低炭水化物ダイエットの真実
仕組み
体は通常、炭水化物を糖に変換し、インスリンの働きで血液を通じて細胞にエネルギーとして供給します。余分な糖は筋肉や肝臓にグリコーゲンとして蓄えられます。炭水化物の摂取を制限するとインスリンが低下し、体は蓄積された脂肪をエネルギー源として燃焼します。その結果、体重が減少します。多くの低炭水化物ダイエットは1日あたり50〜150gの炭水化物に制限しています(Mayo Clinic)。
食べられるもの
低炭水化物ダイエットにはさまざまなバリエーションがあります。代表的なものに以下があります。
- アトキンス・ダイエット:初期段階では炭水化物を極端に制限します。リンゴやバナナ、にんじん、ジャガイモなどは避け、クリーム、バター、ベーコンなどの高脂肪・高タンパク食品を中心に摂取します。

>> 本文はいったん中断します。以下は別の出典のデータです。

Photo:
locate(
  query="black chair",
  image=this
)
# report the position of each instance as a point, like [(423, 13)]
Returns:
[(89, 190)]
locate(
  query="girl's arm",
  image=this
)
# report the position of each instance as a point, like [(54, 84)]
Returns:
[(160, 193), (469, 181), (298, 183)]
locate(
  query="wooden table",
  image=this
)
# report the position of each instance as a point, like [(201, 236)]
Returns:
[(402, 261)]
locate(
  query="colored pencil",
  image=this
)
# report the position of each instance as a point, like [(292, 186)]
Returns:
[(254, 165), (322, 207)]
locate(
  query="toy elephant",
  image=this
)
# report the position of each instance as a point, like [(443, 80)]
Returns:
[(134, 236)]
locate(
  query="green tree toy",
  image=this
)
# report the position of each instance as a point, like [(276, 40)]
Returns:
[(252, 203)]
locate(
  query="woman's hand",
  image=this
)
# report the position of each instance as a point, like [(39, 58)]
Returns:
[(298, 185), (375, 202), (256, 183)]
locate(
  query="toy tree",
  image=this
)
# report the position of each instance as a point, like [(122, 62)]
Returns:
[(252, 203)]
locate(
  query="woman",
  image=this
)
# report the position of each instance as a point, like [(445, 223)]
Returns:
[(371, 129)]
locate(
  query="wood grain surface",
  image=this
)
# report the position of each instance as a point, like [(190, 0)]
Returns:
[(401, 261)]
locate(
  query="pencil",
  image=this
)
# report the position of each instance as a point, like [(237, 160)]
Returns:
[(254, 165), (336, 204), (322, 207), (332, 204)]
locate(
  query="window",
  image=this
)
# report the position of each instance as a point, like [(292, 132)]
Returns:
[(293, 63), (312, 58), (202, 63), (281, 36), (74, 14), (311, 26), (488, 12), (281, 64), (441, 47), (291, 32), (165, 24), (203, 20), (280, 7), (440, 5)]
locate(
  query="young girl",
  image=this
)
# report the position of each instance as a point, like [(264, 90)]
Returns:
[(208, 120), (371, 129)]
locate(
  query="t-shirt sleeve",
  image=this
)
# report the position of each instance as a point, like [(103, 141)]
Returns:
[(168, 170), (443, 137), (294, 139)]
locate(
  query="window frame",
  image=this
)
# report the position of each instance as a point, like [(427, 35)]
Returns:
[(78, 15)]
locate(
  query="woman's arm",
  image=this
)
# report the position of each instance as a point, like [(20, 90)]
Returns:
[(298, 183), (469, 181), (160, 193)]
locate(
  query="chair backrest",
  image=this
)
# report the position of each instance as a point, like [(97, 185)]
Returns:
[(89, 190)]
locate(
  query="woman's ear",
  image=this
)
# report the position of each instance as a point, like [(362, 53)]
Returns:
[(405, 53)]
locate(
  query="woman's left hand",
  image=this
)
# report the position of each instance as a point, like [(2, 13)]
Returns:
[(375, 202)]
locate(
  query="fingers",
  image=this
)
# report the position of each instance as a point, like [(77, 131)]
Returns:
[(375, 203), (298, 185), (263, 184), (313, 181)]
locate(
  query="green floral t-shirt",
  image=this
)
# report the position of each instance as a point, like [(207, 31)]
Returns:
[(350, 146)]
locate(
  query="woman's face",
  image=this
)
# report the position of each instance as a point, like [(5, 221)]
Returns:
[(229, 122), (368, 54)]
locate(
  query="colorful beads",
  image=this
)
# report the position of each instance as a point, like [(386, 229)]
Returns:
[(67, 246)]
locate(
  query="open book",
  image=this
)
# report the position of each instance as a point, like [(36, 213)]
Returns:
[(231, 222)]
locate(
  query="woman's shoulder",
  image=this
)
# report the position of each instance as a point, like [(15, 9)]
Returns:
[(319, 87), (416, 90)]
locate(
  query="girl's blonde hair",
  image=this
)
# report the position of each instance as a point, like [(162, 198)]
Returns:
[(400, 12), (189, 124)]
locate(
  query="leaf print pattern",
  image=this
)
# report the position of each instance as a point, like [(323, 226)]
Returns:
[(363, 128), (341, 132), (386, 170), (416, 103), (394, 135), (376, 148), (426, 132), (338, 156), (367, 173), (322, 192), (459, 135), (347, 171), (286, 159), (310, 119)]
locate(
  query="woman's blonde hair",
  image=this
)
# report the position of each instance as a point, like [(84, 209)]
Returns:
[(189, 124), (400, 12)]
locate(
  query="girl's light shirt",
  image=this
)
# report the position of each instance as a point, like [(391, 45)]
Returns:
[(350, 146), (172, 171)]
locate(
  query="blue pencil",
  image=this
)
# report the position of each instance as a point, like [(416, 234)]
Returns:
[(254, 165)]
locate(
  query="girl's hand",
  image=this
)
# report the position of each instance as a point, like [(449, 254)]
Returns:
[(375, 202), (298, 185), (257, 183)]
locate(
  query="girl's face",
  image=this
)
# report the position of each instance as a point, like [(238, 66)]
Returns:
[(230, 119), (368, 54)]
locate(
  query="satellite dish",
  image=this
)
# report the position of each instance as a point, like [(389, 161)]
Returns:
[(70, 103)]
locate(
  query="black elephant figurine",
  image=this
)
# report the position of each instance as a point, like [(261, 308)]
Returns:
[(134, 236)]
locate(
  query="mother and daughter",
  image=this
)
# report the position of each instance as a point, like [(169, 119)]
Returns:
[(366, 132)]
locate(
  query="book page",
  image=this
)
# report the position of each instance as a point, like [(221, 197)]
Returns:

- ゾーン・ダイエット:炭水化物、タンパク質、脂質のバランスを重視し、果物、野菜、全粒穀物も適度に取り入れます。
体重減少の理由
最も厳しいプランでは、炭水化物をほぼ排除し、総カロリーの約50%をタンパク質で賄います。高タンパク質食は代謝を活性化し、利尿作用により体内の余分な水分が排出されます。そのため、ダイエット開始初期に大きく体重が減ることがあります。さらに、タンパク質と脂質が満腹感を長く保ち、総摂取カロリーが減少することも減量に寄与します。
ケトーシスとその他の問題点
脂肪をエネルギー源として燃焼すると、体は「ケトーシス」という状態になります。ケトーシス自体は自然な代謝状態ですが、代謝が不十分だと脂肪の分解が完全に行われず、脱水、吐き気、倦怠感、イライラなどの症状が現れることがあります。また、低炭水化物ダイエットは飽和脂肪酸やコレステロールが多くなりがちで、食物繊維が不足すると消化不良を起こすリスクもあります。